1.3

183 19 35
                                    

Aradan iki sene geçmişti, içimdeki intikam ateşi dinmek bilmiyordu, onu öldürmeden de dinmeyecekmiş gibi gözüküyordu

Oops! Bu görüntü içerik kurallarımıza uymuyor. Yayımlamaya devam etmek için görüntüyü kaldırmayı ya da başka bir görüntü yüklemeyi deneyin.
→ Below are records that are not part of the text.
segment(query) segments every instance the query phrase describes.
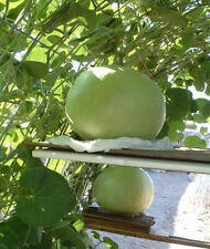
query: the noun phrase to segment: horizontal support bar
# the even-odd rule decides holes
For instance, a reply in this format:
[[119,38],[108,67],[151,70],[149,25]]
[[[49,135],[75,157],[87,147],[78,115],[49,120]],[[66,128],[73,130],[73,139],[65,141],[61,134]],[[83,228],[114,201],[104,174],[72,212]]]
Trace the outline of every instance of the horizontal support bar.
[[91,153],[75,153],[56,149],[36,149],[32,155],[40,158],[53,158],[72,162],[133,166],[171,172],[210,174],[210,164],[199,162],[180,162],[175,159],[143,158],[132,156],[115,156]]

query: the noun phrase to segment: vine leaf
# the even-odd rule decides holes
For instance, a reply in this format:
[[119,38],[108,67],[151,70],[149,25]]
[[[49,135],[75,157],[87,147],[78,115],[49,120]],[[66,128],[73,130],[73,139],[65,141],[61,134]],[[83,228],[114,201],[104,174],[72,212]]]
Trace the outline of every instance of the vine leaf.
[[202,116],[208,118],[210,116],[210,101],[202,108]]
[[43,62],[25,61],[25,62],[23,62],[22,66],[25,69],[27,73],[30,76],[33,76],[35,79],[42,79],[49,72],[48,65]]
[[49,231],[49,235],[59,238],[67,246],[67,248],[73,248],[72,246],[74,246],[76,249],[86,249],[85,242],[82,240],[77,231],[71,226],[52,229]]
[[191,92],[185,89],[174,87],[166,91],[166,111],[171,118],[185,117],[191,106]]
[[188,136],[186,137],[186,139],[183,141],[183,146],[186,147],[198,147],[198,148],[206,148],[207,143],[204,139],[192,135],[192,136]]
[[22,195],[17,201],[17,214],[25,224],[52,225],[70,212],[76,204],[65,179],[48,168],[28,168],[19,184]]
[[160,9],[159,14],[161,19],[171,25],[175,27],[181,27],[186,28],[188,25],[188,20],[183,15],[181,15],[179,12],[175,10],[168,10],[168,9]]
Aradan iki sene geçmişti, içimdeki intikam ateşi dinmek bilmiyordu, onu öldürmeden de dinmeyecekmiş gibi gözüküyordu. Neredeyse her yerde aramıştım onu, Osaka'nın altını üstüne getirmiştim, bütün bataklıkları, bok çukurlarını görmüştüm; uyuşturucu satıcıları, organ mafyaları, çocuk kaçakçıları.. Watanabe'yi ararken bir sürü insan katletmiş ve bir sürü insan kurtarmıştım ancak bana yetmiyordu, ancak en sonunda bulmuştum onu. Bir kaç gün önce orta yaşlarındaki bir adamın boğazına bıçağımı dayamış ve onu en son gördüğü yeri sormuştum, onu tanıyordu, ona para karşılığı insan öldürtüyordu ve ben tabii ki de bunun haberlerini almıştım.  Bıçak boğazına minik bir çizgi çizerken ağzından hafif bir inilti çıkmıştı, biliyordum, öldürücü bir korkunun iniltisiydi bu. Bir acının yada bir üzüntünün iniltisi değildi bu. Bu hafif boğuk ses ; büyük bir korkunun ağırlığı altında ezilen bir insanın ta içinden yükselen bir sesti. Bu sesi iyi tanırdım, son iki yıldır en sık duyduğum seslerden biri haline gelmişti. Son iki yılda çok değişmiştim, hem fiziksel olarak hem de zihinsel olarak.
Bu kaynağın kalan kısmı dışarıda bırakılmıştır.